Cuda Runtime API error for cuda Graph and OpenCV

Hello there,

I created a Cuda Graph, using the runtime api and recording the operations; for now it’s a just a simple loop of resize operations from opencv;

I then try to inspect the graph using a simple operation as calling:

auto getKernelParams(cudaGraphNode_t &n) -> cudaKernelNodeParams
    cudaKernelNodeParams par;
    cudaGraphKernelNodeGetParams(n, &par);

but the call to cudaGraphKernelNodeGetParams return error “cudaErrorInvalidDeviceFunction”;

What are the reasons of this kind of error?
Cuda is installed using the sdk manager. Ubuntu 18, Jetpack 4.6 and Cuda 10.2;

1 Like


You can find the detailed error information in our document below:
cudaErrorInvalidDeviceFunction = 98
The requested device function does not exist or is not compiled for the proper device architecture.

The error indicates your CUDA app has not complied with NX architecture.
Please make sure you have added this to the nvcc configuration.

For example:

$ nvcc -gencode arch=compute_72,code=sm_72


Thanks @AastaLLL for the answer;

The problem is that I don’t compile anything with nvcc; moreover OpenCV is installed using your JEP script (correct architteture).
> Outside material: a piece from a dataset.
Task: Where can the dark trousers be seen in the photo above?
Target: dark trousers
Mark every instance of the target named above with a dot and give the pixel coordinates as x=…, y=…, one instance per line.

The error is just coming from the call to the API.

I’m using CMakeLists to find Cuda and the linkage is correct, also according to the documentation, the set-get function for kernel parameters are the only 2 function that actually can return that specific error.

So I’m curious about other reason for the error apart from the wrong device architecture.


You can set GPU architecture in CMakeLists as well.
Here is an example for your reference:

Please noted that the GPU architecture of Xavier NX is sm_72.

Hi @AastaLLL,
I implemented your suggestion but it didn’t change anything; I made a small sample to reproduce the “error”, it might be helpful to understand better what is going on; I tried to stay close to the structure of the main project but there are some differences in the code since we are using cpp20 and GCC11.x;

The sample compiles with GCC7.5; and the build commands are in the bash script. (6.3 KB)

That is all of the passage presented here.